Ulysses at One Hundred (Roundtable / In-Person)


Special Session
British and Anglophone / Special Event

Trip McCrossin (Rutgers University - New Brunswick)
trip@****.com (Log-in to reveal)

James Joyce’s Ulysses, “a book to which we are all indebted, and from which none of us can escape,” T.S. Eliot wrote, turns one hundred in 2022. Its centenary is an occasion to explore it anew, both in its own right, and in terms of its enduring influence and importance.

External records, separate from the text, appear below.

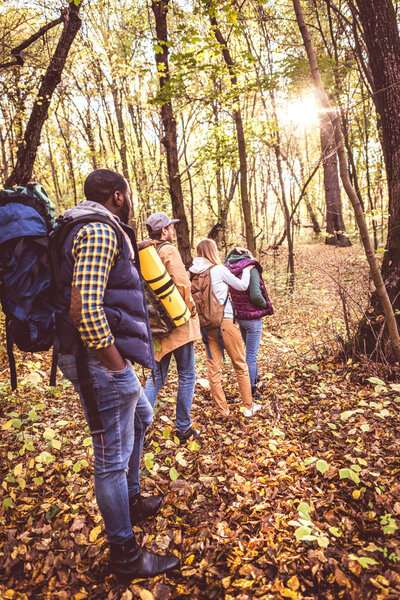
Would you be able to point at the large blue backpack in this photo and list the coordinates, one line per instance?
(27, 217)
(30, 239)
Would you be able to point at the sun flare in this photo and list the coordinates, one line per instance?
(303, 112)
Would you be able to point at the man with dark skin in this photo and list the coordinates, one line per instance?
(102, 295)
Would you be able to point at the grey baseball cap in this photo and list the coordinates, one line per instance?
(157, 221)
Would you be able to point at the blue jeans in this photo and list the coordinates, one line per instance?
(251, 330)
(125, 414)
(184, 357)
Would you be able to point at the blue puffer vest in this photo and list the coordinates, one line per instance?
(124, 299)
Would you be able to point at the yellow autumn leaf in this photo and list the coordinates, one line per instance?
(145, 595)
(94, 534)
(293, 583)
(189, 559)
(18, 469)
(291, 594)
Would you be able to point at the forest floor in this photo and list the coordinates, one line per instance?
(301, 502)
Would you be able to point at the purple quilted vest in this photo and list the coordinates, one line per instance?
(244, 308)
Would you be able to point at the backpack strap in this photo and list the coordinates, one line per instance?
(11, 357)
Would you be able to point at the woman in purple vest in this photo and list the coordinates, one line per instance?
(250, 306)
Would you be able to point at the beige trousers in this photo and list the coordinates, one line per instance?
(234, 347)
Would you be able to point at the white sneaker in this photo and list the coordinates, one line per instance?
(250, 412)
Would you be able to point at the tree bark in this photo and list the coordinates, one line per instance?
(381, 35)
(334, 216)
(27, 150)
(237, 117)
(160, 9)
(344, 173)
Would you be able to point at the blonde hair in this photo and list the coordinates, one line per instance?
(207, 248)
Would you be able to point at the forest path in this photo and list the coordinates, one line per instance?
(300, 502)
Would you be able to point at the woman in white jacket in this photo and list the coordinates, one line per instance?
(230, 338)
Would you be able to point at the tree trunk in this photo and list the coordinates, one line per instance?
(344, 174)
(237, 117)
(334, 216)
(116, 94)
(381, 35)
(27, 150)
(160, 9)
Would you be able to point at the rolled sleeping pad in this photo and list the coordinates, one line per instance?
(159, 280)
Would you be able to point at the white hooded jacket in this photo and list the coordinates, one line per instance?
(221, 278)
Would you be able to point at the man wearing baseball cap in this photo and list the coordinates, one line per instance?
(180, 341)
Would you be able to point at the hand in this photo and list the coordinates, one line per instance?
(241, 250)
(146, 243)
(111, 358)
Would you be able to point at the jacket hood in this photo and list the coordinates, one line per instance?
(88, 207)
(200, 264)
(234, 257)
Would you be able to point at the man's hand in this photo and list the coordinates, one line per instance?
(111, 358)
(146, 244)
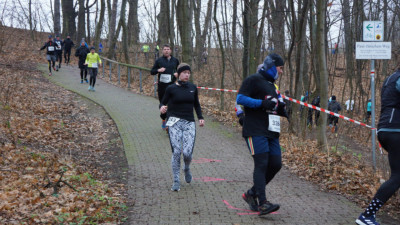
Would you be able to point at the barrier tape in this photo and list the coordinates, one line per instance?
(217, 89)
(309, 106)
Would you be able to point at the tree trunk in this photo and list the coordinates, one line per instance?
(278, 26)
(234, 23)
(133, 22)
(221, 47)
(111, 32)
(163, 21)
(184, 24)
(69, 14)
(99, 25)
(81, 20)
(321, 32)
(57, 23)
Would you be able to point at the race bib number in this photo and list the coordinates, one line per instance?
(165, 78)
(171, 121)
(274, 123)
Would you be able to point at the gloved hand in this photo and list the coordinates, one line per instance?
(270, 104)
(238, 110)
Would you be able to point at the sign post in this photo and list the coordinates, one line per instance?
(373, 48)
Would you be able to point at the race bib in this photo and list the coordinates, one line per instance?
(274, 123)
(171, 121)
(165, 78)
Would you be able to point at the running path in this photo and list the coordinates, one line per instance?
(215, 193)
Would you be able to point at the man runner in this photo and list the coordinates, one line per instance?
(59, 46)
(165, 67)
(50, 53)
(68, 44)
(261, 128)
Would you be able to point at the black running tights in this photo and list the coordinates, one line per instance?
(93, 75)
(83, 71)
(390, 142)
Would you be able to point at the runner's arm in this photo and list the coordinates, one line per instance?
(154, 70)
(197, 106)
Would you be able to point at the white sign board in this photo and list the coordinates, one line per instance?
(372, 31)
(373, 50)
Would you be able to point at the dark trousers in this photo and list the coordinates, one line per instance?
(161, 87)
(390, 142)
(67, 54)
(93, 75)
(266, 166)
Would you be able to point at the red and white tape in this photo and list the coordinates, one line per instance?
(217, 89)
(309, 106)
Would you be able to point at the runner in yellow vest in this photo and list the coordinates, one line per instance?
(93, 61)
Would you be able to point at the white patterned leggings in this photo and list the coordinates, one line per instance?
(182, 136)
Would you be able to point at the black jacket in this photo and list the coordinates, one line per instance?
(50, 47)
(169, 65)
(68, 43)
(82, 52)
(390, 103)
(59, 45)
(256, 120)
(334, 106)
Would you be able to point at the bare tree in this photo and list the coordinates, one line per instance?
(221, 47)
(57, 23)
(185, 29)
(323, 71)
(133, 22)
(99, 25)
(163, 21)
(69, 14)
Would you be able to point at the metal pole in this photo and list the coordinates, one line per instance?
(140, 81)
(110, 69)
(373, 136)
(103, 69)
(119, 74)
(129, 77)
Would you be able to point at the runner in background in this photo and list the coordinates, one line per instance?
(93, 61)
(59, 47)
(50, 47)
(261, 128)
(334, 106)
(165, 67)
(178, 103)
(388, 136)
(82, 52)
(68, 44)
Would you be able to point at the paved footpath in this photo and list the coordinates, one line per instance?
(222, 170)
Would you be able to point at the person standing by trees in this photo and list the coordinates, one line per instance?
(59, 47)
(388, 136)
(178, 103)
(165, 67)
(93, 61)
(261, 129)
(50, 47)
(68, 44)
(82, 52)
(334, 106)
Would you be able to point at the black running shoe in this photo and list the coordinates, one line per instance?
(251, 200)
(267, 208)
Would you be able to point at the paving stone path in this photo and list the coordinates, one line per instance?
(222, 170)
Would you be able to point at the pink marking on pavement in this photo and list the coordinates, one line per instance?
(249, 212)
(204, 160)
(209, 179)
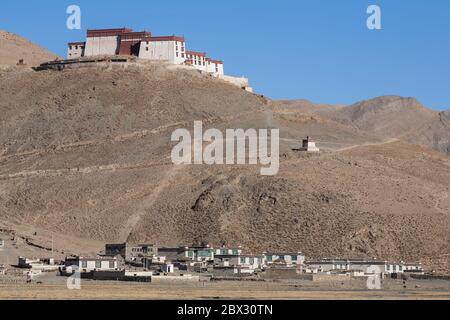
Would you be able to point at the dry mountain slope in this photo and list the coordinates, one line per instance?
(386, 117)
(91, 159)
(13, 48)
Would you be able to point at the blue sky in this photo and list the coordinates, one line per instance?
(320, 50)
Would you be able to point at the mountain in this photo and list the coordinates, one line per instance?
(14, 48)
(85, 159)
(387, 117)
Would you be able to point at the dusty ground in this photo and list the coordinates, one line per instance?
(229, 290)
(13, 48)
(88, 162)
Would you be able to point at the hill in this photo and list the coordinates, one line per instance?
(85, 159)
(13, 48)
(387, 117)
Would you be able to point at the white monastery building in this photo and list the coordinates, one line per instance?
(124, 41)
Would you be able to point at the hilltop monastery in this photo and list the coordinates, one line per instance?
(124, 41)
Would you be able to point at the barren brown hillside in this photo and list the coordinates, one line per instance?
(90, 160)
(13, 48)
(385, 117)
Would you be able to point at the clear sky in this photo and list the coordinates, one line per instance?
(320, 50)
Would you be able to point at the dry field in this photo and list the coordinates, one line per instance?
(222, 290)
(88, 162)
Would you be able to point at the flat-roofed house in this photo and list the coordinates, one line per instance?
(187, 254)
(131, 252)
(214, 66)
(104, 41)
(289, 259)
(130, 43)
(197, 60)
(84, 264)
(370, 266)
(234, 257)
(125, 41)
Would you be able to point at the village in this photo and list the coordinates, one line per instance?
(203, 262)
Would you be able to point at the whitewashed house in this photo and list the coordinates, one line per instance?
(124, 41)
(292, 259)
(76, 50)
(84, 265)
(171, 49)
(360, 265)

James Joyce’s Ulysses first appeared in its entirety on February 2, 2022, on the occasion of his fortieth birthday. In this its centenary, as we naturally celebrate its remarkable literary achievement, we just as naturally take note, given the state of the world a hundred years on, of the circumstances of its composition and earlier appearance. The story, that is, an ordinary day in the life of Leopold Bloom, set a decade before the outbreak of World War One, reflecting Homer’s depiction in the Odyssey of the extraordinary decade in the life of Odysseus as he makes his perilous way home in the wake of the Trojan War, unfolds in eighteen episodes, which Joyce drafts sequentially from November of 1917 through October of 1921, the first eight over the course of the final year of war, the remainder during the first three years after armistice. All the more notable, the first thirteen and a portion of the fourteenth were serialized in The Little Review and The Egoist from March of 1918 through December of 1920, the first seven of these during the final eight months of the war. This session offers an occasion to explore Ulysses anew, both in its own right, and in terms of its enduring influence and importance, including perhaps what it may tell us about how to survive through to its bicentenary.